For much of the novel, outward, Chlomo remains the stern, wise father of Ellie and really the only strong paternal figure in the book. However his desperation and need for survival are eminent as soon as they arrive at the camp. He stays by Ellie throughout this time up until his death and he struggles for survival. His emotional stability began to deteriorate when he saw the dead and the realised the reality of their fate. Chlomo always reacts badly to the dead he sees in the camps. This may be as perhaps he sees himself in the dead, as if to say Chlomo had accepted his fate and the fate of the Jewish people at the camps. He remains by Ellie and reassures his son and tells others not to lose faith, "you must resist, don't lose faith in yourself". However even Chlomo begins to lose faith as his fate becomes closer, "I can see them son….let them sleep".

Chlomo's physical changes become apparent once at the concentration camp. Like the other prisoner's, due to the sudden lack of food and sustenance, Chlomo loses weight and his appearance begins to change. As result of the harsh conditions in the camp Chlomo gradually begins to look older and his face continually grows pale. He became weaker day by day, also as a result of him being beaten frequently for reasons such as not marching in rhythm and for asking where the lavatories were. He would eat Ellie's rations as he became weaker and weaker. Before the time of his death, Chlomo becomes sick and loses all his strength, "he grew weaker day by day…his face the colour of dead leaves".

Chlomo's presence in the novel is one of strength and authority. His paternal figure and his changes both physically and emotionally are vividly portrayed. His emotional stability and physical strength vary throughout the novel and differ from beginning to end. Both changes take place as a direct result of Chlomo's imprisonment and his experiences give us a realistic view on the impact and horror of war.
Give quotes either said by him, Elie or others that help explain his reactions to these stages of his personal ordeal.

The Council meeting
"I've got a premonition of evil" pg 23 Elies Mother

"I have terrible news,' he said at last. "Deportation." Pg 24 Chlomo

The Arrival at Auschwitz

"It's a shame…a shame that you couldn't have gone with your mother…I saw several boys your age going with their mothers" pg 43-44 Chlomo

"Father," I said "if that is so, I don't want to wait here, I'm going to run the electric wire, that would be better than slow agony in the flames" pg 44 Elie

Franek and the marching

"No son, you mustn't do it,"
"He'll take it out on us"
"He won't dare" pg 66 Elie and Chlomo

"look at this little officer teach the old chap to march…Hey, general, how many rations of bread does the old boy give you for this?" pg 67 Prisoners

The celebration of the New Year

"What are you, My God!" pg 78 Elie

The "selection"

"Look, take this knife," he said to me "I don't need it any longer.
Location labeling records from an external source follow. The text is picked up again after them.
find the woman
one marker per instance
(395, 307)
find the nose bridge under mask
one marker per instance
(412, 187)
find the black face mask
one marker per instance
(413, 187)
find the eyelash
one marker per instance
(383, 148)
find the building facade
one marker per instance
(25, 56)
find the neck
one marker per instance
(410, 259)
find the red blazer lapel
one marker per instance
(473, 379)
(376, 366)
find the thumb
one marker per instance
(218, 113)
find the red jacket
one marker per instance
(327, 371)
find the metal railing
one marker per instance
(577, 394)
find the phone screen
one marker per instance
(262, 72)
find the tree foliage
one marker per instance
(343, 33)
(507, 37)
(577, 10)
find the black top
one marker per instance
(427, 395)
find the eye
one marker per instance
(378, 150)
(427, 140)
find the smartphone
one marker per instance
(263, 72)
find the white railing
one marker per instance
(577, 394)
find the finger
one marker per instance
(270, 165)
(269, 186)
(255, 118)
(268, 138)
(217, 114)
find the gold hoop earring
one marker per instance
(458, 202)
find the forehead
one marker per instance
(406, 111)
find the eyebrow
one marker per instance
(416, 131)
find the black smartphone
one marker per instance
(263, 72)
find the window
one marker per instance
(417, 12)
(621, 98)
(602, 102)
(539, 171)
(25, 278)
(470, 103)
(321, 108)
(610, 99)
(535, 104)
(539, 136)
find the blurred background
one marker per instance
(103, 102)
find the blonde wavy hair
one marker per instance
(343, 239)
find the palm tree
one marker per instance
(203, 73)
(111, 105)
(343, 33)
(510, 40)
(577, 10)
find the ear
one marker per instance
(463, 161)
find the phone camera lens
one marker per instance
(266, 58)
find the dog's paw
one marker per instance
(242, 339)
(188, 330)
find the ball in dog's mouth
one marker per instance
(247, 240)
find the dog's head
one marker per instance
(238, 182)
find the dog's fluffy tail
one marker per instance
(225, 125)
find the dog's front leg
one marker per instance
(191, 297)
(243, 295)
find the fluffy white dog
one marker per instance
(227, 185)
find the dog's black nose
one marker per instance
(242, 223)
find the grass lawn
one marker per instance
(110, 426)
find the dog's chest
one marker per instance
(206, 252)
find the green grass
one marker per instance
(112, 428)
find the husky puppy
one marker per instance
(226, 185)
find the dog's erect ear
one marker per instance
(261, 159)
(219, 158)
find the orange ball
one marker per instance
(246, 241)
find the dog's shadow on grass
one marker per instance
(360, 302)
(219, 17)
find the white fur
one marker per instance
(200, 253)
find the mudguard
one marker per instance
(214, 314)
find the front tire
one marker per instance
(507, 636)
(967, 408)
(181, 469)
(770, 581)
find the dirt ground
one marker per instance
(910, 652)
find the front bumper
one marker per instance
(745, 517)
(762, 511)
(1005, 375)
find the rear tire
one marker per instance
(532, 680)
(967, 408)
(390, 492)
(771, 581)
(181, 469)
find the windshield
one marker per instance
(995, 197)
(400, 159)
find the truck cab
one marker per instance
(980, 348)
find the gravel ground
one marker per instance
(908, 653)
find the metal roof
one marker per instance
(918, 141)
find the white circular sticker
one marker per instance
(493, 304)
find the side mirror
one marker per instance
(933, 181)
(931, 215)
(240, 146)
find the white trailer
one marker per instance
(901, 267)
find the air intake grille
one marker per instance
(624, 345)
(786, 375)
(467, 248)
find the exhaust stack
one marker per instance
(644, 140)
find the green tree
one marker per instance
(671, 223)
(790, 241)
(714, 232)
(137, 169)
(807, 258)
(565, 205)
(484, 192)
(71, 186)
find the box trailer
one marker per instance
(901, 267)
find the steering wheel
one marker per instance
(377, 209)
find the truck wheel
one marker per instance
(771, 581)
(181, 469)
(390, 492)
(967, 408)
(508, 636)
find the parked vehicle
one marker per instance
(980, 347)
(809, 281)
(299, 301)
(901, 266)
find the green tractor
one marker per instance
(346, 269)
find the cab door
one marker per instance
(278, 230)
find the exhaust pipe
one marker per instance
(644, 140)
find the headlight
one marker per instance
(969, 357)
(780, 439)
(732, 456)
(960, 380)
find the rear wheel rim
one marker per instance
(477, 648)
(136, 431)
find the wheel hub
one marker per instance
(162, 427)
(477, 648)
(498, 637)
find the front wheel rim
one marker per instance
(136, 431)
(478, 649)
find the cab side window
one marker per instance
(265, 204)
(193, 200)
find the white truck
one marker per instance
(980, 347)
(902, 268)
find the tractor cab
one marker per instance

It might be useful to you. And take this spoon as well. Don't sell them. Quickly! Go on. Take what I'm giving you!" pg 86 Chlomo

The long march from Buna

"Faster you swine, you filthy son of bitches!" pg 96 soldiers

"Not here…Get up…A little farther on there's a shed over there…Come on" pg 99 Elie

The train trip to Buchenwald

"Father! Father! Wake up. They're trying to throw you out of the carriage…" pg 110 Elie

"No!" I cried. "He isn't dead! Not yet!" pg 110 Elie

His final days at Buchenwald

"Father," I said. "Only another moment more. Soon we can lie down in a bed. You can rest…" pg 116 Elie

"I can't go on…This is the end…I'm going to die here" pg 116 Chlomo

"They didn't give us anything…they said that of we were ill we should diesoon anyway and it would be a pity to waste the food. I can't go on any more…" pg 118 Chlomo

What does the character of Chlomo seem to represent in the context of the entire novel? What does he stand for or symbolise?

In the beginning of the novel Chlomo symbolises Religion and what is pure. To the village Chlomo is the closet descendant of God, and to Elie he represents a strong Paternal/Father figure. Chlomo is a central presence in the novel as he is the most important person to Elie. He is held in great esteem by the community and symbolises Abraham, he refuses to sacrifice his son.

At the camp Chlomo represents survival and the strong figure that remains from his past, he functions almost as the centre of Elie's struggle for survival. All Chlomo tries to do at this stage is survive, and ‘Survival' is the main theme that he represents while imprisoned at the camp.

Chlomo is the second most important and second main character in the novel. His presence in the story is strong and intriguing. It is as if Elie looks up to his father and modelled himself on his father. The changes he endures during the camp shows how mortal Chlomo is and the relationship between father and son. Elie refuses to let go for his father, because without him and his wisdom he would be lost.